Laws enacted by the state during the past couple decades led to a doubling of the state’s prison population from 21,007 in 1992 to 39,709 in 2011.
Over the same time period, expenditures for corrections have increased by $315 million in comparable dollars to $757.4 million in 2011, according to a report produced by the Reason Foundation, a Los Angeles research group that says it promotes libertarian principles, in conjunction with the Pelican Institute for Public Policy, a self-described New Orleans study group that promotes free markets and limited government.
The Texas Public Policy Foundation and Right on Crime, both Austin organizations that described themselves as conservative, also helped with the report.
Pelican Institute President Kevin Kane said having conservative organizations preparing an analysis and supporting revamps of sentencing, gives conservative lawmakers political coverage.
“Republican governors have more leeway on this issue than they have had in the past,” Kane said.
“This paper is not like a list of specific bills we expect to see filed in the next session but it is consistent with direction I think we ought to going.”
The analysis looked at the results of university and government studies, as wells as data from the U.S. Census Bureau and other federal agencies.
Among the suggestions forwarded by the groups include enacting legislation that would repeal “draconian mandatory minimum sentences for non-violent crimes.”
Judges should allowed to use “case-specific factors related to the crime” when determining the punishment.
The groups also recommend rewriting the state’s habitual offender law that requires third-time offenders to go to prison for life, in most cases.
Legislation should rewrite the statute to apply to those convicted of violent crimes.
Fredericka Wicker, a member of the Louisiana Sentencing Commission, called the report well researched and supportive of the work the government board has done.
The commission recommends changes to the Legislature on the adjudication of criminal laws.
“Our work is far more incremental than what the Pelican Institute is proposing,” said Wicker, who is a judge on the Louisiana 5th Circuit of Appeal in Gretna.

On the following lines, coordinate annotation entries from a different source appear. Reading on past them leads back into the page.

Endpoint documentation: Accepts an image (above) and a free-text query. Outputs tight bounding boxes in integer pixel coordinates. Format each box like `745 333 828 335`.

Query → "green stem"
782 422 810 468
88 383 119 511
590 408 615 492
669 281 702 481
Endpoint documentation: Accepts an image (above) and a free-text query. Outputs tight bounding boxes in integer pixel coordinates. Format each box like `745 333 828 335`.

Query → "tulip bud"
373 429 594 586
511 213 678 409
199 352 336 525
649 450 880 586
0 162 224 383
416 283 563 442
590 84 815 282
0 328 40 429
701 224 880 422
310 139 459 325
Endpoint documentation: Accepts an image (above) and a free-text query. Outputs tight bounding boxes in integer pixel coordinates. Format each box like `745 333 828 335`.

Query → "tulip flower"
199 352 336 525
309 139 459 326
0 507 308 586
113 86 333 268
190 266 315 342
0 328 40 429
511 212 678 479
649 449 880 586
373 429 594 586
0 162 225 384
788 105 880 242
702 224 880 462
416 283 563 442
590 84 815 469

But the data supports the changes recommended, she said.
State Rep. Joseph Lopinto, R-Metairie, who as chairman of the House Administration of Criminal Justice would schedule any bills aimed at changing the way Louisiana punishes convicted criminals, pointed out the Legislature already has made changes to Louisiana’s sentencing laws, and has done so with the support of district attorneys and sheriffs, who generally oppose such changes.
Prosecutors are not necessarily opposed to changing the laws, but they want to see exactly what is being proposed, said Pete Adams, executive director of the Louisiana District Attorney Association, the prosecutors’ professional organization.
He said often proponents of change use nonsensical anecdotes to support their claims.
“If any change is based in reality and not based in overbroad characterizations, then we can talk. But so many of these things come out of fallacies, like the prison cells are populated by nonviolent people who are not dangerous to the community.
“That’s just not true. You have to work harder to get into Angola than you do to get out of college,” Adams said.
Louisiana has the nation’s highest incarceration rate with 868 of every 100,000 residents in prison.
“As things stand, nonviolent offenders who pose little or no threat to society are routinely sentenced to long terms in prison with no opportunity for parole, probation or suspension of sentence. In most cases, this is a direct result of the state’s determinate sentencing laws,” the report stated.